Tutto lo inebriava, pareva non avere abbastanza sensi per captare tutto ciò che lo circondava, se il resto dei passeggeri sonnecchiava, faceva parole crociate, chiacchierava o correva su e giù, lui semplicemente rimaneva immobile in assoluta contemplazione; la brezza gli scompigliava i corti capelli, frustandogli la nuca e lasciandogli piacevoli brividi lungo la pelle nuda delle braccia, un sorriso debole aleggiava sulle labbra piene.
Tra le mani stringeva ancora il braccialetto di cuoio intrecciato che Regan gli aveva affidato prima di partire, al molo insieme ai suoi genitori per i saluti finali; "mandami tante cartoline" gli aveva detto con l'aria sognante che non lasciava dubbi su quanto fosse invidiosa di quell'opportunità.
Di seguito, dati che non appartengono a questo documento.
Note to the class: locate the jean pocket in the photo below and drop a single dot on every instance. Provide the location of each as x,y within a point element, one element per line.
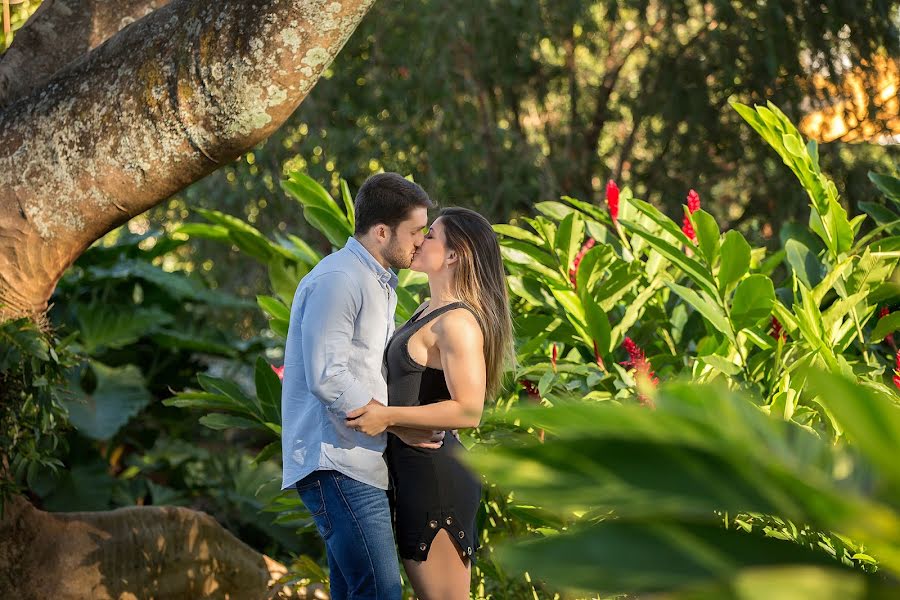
<point>314,499</point>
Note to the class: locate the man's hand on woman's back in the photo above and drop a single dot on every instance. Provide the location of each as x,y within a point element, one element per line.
<point>419,438</point>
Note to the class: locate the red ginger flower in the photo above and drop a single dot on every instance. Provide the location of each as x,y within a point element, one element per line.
<point>693,206</point>
<point>597,357</point>
<point>897,371</point>
<point>693,201</point>
<point>885,311</point>
<point>573,272</point>
<point>612,199</point>
<point>637,360</point>
<point>530,389</point>
<point>777,331</point>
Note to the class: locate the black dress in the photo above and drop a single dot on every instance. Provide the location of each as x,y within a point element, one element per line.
<point>431,489</point>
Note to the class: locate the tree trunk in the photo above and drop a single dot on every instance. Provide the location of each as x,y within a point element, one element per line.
<point>157,106</point>
<point>104,113</point>
<point>139,552</point>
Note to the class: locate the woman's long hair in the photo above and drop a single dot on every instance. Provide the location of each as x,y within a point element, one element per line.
<point>480,282</point>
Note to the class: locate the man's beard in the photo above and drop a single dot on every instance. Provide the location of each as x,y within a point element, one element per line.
<point>396,257</point>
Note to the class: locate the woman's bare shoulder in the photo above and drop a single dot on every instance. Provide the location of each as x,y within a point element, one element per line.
<point>458,326</point>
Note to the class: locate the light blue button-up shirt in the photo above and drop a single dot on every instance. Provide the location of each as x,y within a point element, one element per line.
<point>341,320</point>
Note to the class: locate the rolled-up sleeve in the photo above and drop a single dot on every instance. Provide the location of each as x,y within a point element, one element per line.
<point>333,303</point>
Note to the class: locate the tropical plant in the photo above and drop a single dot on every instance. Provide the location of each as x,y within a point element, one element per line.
<point>748,468</point>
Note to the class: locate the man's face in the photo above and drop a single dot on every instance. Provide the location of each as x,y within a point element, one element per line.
<point>406,239</point>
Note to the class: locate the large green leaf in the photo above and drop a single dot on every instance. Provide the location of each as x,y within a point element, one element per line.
<point>101,328</point>
<point>518,233</point>
<point>889,186</point>
<point>711,311</point>
<point>804,263</point>
<point>869,418</point>
<point>753,300</point>
<point>691,267</point>
<point>268,391</point>
<point>336,229</point>
<point>274,307</point>
<point>596,321</point>
<point>707,231</point>
<point>119,395</point>
<point>886,325</point>
<point>622,556</point>
<point>569,238</point>
<point>667,224</point>
<point>735,259</point>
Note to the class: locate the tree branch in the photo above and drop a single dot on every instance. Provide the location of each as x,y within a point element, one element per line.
<point>156,107</point>
<point>59,32</point>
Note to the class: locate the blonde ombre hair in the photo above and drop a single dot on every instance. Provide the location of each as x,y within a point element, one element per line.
<point>480,282</point>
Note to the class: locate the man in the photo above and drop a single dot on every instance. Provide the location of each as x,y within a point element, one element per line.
<point>341,320</point>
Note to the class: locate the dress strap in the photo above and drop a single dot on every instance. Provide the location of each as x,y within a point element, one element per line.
<point>415,320</point>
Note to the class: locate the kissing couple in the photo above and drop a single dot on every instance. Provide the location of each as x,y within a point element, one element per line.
<point>366,410</point>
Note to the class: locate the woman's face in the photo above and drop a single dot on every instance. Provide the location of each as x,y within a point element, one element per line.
<point>431,256</point>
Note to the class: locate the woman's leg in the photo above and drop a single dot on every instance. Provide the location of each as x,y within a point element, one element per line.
<point>444,575</point>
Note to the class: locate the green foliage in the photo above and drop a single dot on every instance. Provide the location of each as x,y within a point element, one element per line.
<point>33,365</point>
<point>768,452</point>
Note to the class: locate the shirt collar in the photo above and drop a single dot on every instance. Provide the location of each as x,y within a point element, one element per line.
<point>383,275</point>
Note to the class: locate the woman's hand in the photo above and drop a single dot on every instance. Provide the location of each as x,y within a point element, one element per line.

Anthony gli aveva dato una pacca sulla spalla, impacciato, ma in quella stretta, Robbie, aveva avvertito tutto il calore possibile; sua madre non aveva resistito e lo aveva avvolto in un abbraccio stritolante quanto imbarazzante, prima che riuscisse a sottrarsi dalla sua presa, poi come in un sogno si era portato l'enorme valigia al petto e si era incamminato sulla passerella.
Pareva un sogno fatto ad occhi aperti, temeva che sbattendo un po' troppo forte gli occhi o compiendo un movimento eccessivamente brusco, quei colori sarebbero svaniti come trame che andavano lentamente a sfilacciarsi, scaglia dopo scaglia l'oceano sarebbe andato distrutto portando Robin con sé, trascinandolo nell'abisso, ghermendogli i polmoni e rubandogli l'ultimo soffio di vita, poi, si sarebbe svegliato nella sua vita di sempre, nel suo letto di sempre, nei panni di sempre.
Stese una mano, attonito, aprendo e chiudendo il palmo ripetutamente, lentamente, quasi dovesse saggiarne la mobilità; prese ad osservarla, come se in essa avrebbe avesse potuto rivelargli la verità: erano lisce, candide, solcate da vene pallide e filamentose, le dita lunghe e snelle, le unghie un po' mangiucchiate. 
Sfiorò il bordo della sedia leggermente scheggiato, strinse dapprima flebilmente poi con sempre maggiore convinzione, un primo timido approccio col timore di veder davvero svanire tutto solo con un semplice contatto; ma tutto gli era parso dannatamente reale che trovò il coraggio di premere con forza e di riflesso, avvertendo la confortante solidità della plastica, uno stupido sorriso gli si stava dipingendo in volto.
Proprio lui che non voleva partire, adesso fremeva dalla voglia di prendere il largo e viaggiare, librarsi in aria, fondersi con ciò che lo circondava, divenirne parte.
« Scusa, posso sedermi? » Ed ecco l'appiglio che lo sottraeva dalle sue fantasie, lo ridestava senza troppi problemi da quella meraviglia in cui si stava perdendo, lo trascinava con insistenza contro corrente; a malincuore Robin si volto, lo sguardo ancora trasognante dietro la zazzera d'ebano un po' troppo lunga, non riuscì a nascondere un guizzo di fastidio negli occhi carbone prima di fare un cenno noncurante col mento senza prestare troppa attenzione al suo interlocutore. « Prego. »
Avvertì la presenza estranea prendere posto accanto a lui con un verso soffocato, ma non se ne curò tornando ad immergersi nelle sue fantasie.